What keeps the North Star stuck at exactly North?
Category: Space
Published: July 24, 2013
By: Christopher S. Baird, author of The Top 50 Science Questions with Surprising Answers and physics professor at West Texas A&M University
First of all, the North Star (that dot that earthlings currently see in the night sky when looking North) is not actually a single star. The North Star, also called Polaris, is a multiple star system which actually consists of five different stars. Three of these stars are relatively close to each other and are in orbit around each other. The two others are very distant from these first three, and just appear at the same point in the sky by random chance because they lie on the same line of sight from earth. If viewed from another galaxy, these two other stars would not line up and would not appear to be a part of the main Polaris system. The brightest star of the main system is a supergiant, and the other two stars are smaller and orbit around it.
Secondly, none of the stars in the sky really move over the course of a single day. They are all stuck in place. (The stars do have movement, but these movement are measured in millions of years and not days.) The stars seem to all sweep across the sky every night because the earth is rotating.
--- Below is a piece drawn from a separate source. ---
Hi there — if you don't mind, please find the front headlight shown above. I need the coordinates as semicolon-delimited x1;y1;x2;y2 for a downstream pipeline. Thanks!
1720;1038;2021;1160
The earth rotates on its axis once a day. As a result, all of the stars in the sky sweep through great arcs and take about a day to return back their original location. The closer a point on the earth is to its axis of rotation; which cuts through the North and South geographic poles; the less that point moves. A person standing exactly on the North pole does not move at all over the course of a day. It's like spinning a basketball on your finger. The points on the basketball that are far from the axis of rotation (the sides) move very quickly. But the point on the axis (where your finger touches) hardly moves at all. That is why you can balance the ball on one finger when it is spinning. And because the daily movement of the stars in the sky is caused by earth's rotation, the closer a star is to the axis of earth's rotation (an imaginary line that extends straight up from the North and South pole, out into space), the slower it moves in the sky. There is nothing special about Polaris beyond the fact that it ended up being the one right now sitting closest to the earth's axis of rotation in the North. Because it is so close to the axis, Polaris moves very little in the sky throughout the night.
Thirdly, Polaris is not exactly lined up with earth's axis of rotation. There is very low probability that any star would end up exactly lined up with earth's axis. Polaris lies at a viewing angle that is 0.736 degrees away from exact North. Because the North Star does not lie exactly on earth's rotation axis, it actually arcs through the sky every night. The arc is just so small that humans can't see it. Furthermore, earth's rotation axis is not completely fixed. Because earth is not perfectly spherical but bulges at the equator, the sun's gravitational effects on the earth are not completely symmetrical. This non-symmetry creates a very small and very slow twist on the earth that is turning earth's rotation axis away from Polaris. In about 3000 years, the star named Gamma Cephei will end up much closer to earth's rotation axis than Polaris, and will therefore be the new "North Star".